L’Ordine dei Giornalisti del Trentino Alto Adige sottoscrive il comunicato stampa di Cpo Fnsi, Cpo Usigrai, Coordinamento Cpo Cnog e Gi.U.Li.A. Giornaliste che si appellano all’uso corretto dell’informazione e annunciano di segnalare autori, articoli e testate che faranno uso di una narrazione stereotipata e in netto contrasto con il Codice deontologico della professione.
Carol Maltesi era una ragazza e una mamma. Carol aveva già conosciuto la violenza e l'aveva combattuta. Carol è stata uccisa; il suo corpo fatto a pezzi, messo in un congelatore, buttato giù per un pendio dentro sacchi neri, quelli che si utilizzano per l'immondizia.

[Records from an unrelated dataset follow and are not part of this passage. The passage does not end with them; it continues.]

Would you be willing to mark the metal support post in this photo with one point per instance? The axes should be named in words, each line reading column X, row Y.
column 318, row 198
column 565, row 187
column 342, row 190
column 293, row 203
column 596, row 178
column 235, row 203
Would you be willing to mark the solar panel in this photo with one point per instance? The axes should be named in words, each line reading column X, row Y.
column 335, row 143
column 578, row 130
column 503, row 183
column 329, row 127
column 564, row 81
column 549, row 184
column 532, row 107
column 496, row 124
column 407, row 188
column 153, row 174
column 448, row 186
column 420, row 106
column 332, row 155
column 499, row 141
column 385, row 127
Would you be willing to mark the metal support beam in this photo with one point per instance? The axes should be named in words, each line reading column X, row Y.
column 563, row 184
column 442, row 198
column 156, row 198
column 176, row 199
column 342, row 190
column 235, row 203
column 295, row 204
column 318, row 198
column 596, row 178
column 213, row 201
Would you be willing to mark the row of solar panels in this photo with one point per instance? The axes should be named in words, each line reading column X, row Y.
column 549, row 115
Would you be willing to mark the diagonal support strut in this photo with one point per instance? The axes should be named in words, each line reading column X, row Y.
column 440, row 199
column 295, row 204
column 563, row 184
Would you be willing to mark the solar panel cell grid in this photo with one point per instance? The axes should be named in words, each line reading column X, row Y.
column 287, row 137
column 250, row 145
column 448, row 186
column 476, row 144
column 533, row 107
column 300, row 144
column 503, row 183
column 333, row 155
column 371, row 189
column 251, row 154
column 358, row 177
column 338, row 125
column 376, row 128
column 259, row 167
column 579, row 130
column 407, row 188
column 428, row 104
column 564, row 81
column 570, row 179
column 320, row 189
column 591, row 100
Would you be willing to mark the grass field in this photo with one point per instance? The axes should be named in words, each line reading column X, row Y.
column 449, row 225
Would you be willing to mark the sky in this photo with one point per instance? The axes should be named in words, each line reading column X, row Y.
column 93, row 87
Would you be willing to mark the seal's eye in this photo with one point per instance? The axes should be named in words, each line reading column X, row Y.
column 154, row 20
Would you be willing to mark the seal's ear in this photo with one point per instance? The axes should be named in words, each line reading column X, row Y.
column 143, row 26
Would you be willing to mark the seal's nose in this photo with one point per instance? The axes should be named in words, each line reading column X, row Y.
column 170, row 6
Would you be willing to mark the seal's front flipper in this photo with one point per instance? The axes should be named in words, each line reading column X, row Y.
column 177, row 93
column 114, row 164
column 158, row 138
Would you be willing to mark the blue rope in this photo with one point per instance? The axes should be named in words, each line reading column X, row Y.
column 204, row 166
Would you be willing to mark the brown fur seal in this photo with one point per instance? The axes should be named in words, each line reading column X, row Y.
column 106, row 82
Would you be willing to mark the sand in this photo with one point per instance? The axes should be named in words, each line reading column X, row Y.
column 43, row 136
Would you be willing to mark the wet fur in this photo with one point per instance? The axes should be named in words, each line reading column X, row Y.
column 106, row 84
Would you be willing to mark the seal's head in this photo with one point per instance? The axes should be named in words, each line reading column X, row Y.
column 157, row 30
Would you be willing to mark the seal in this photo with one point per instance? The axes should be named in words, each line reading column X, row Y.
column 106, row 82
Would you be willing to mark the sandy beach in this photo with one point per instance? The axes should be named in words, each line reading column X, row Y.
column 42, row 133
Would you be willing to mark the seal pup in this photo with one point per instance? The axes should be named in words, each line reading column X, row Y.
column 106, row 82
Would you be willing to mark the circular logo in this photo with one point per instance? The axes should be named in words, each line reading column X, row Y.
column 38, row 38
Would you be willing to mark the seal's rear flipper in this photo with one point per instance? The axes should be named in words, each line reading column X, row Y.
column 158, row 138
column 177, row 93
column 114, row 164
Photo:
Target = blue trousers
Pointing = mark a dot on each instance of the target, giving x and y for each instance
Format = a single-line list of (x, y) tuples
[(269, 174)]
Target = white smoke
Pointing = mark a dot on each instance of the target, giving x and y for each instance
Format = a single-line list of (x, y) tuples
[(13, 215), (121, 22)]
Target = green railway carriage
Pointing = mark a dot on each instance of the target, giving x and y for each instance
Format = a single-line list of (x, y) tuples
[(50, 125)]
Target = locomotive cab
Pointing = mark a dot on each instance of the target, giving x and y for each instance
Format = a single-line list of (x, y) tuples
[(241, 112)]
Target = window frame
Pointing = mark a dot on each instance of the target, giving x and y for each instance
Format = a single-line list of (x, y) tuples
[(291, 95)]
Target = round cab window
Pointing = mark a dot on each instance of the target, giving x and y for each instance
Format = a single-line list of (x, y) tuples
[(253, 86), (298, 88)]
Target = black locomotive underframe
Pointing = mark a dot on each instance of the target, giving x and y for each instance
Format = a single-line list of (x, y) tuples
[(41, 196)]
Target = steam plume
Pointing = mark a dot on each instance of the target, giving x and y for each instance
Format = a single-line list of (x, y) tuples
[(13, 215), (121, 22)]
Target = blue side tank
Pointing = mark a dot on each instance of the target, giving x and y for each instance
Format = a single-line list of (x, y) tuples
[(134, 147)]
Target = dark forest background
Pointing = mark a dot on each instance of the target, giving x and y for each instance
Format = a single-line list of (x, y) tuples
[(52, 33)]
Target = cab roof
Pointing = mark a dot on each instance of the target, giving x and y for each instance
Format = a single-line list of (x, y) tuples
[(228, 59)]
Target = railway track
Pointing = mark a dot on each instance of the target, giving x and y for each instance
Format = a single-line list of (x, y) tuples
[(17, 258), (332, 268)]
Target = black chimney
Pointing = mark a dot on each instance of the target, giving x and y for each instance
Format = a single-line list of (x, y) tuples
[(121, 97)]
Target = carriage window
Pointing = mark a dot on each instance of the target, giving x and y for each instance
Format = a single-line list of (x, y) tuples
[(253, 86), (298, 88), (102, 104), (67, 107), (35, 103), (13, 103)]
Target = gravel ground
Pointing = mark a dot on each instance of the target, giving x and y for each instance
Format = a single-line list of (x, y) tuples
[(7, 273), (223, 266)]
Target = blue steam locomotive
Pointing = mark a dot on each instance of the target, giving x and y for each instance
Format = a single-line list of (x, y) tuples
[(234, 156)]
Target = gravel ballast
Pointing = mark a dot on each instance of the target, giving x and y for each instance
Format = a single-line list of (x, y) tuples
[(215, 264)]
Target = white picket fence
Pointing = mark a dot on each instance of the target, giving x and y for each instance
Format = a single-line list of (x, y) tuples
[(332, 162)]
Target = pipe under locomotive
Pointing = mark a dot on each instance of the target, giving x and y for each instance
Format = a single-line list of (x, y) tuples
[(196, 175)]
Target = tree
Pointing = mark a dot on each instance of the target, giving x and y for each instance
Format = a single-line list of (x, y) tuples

Una donna trattata come un rifiuto da chi l'ha ammazzata e si è accanito su di lei e dalla narrazione tossica, nelle parole e nei titoli, di questo femminicidio:
Charlotte era "un'attrice porno", il carnefice "un impiegato di banca e food blogger", lei vittima di "un raptus".
Questa non è informazione; è pregiudizio sotto forma di giornalismo, è il pericoloso, reiterato approccio che cerca giustificazioni per il femminicida e colpe per la vittima.
Così si cestinano la deontologia, il Manifesto di Venezia, il rispetto per la persona: tutto ciò per qualche visualizzazione o copia venduta in più.
Le Commissioni pari opportunità Fnsi e Usigrai, il Coordinamento Cpo Cnog e l'associazione Giulia Giornaliste denunciano e condannano la spettacolarizzazione, il voyerismo, la pornografia del dolore e segnaleranno le testate e gli autori e le autrici degli articoli agli Ordini regionali di competenza, chiedendo un'azione disciplinare, perché diritto di cronaca non può mai trasformarsi in un abuso.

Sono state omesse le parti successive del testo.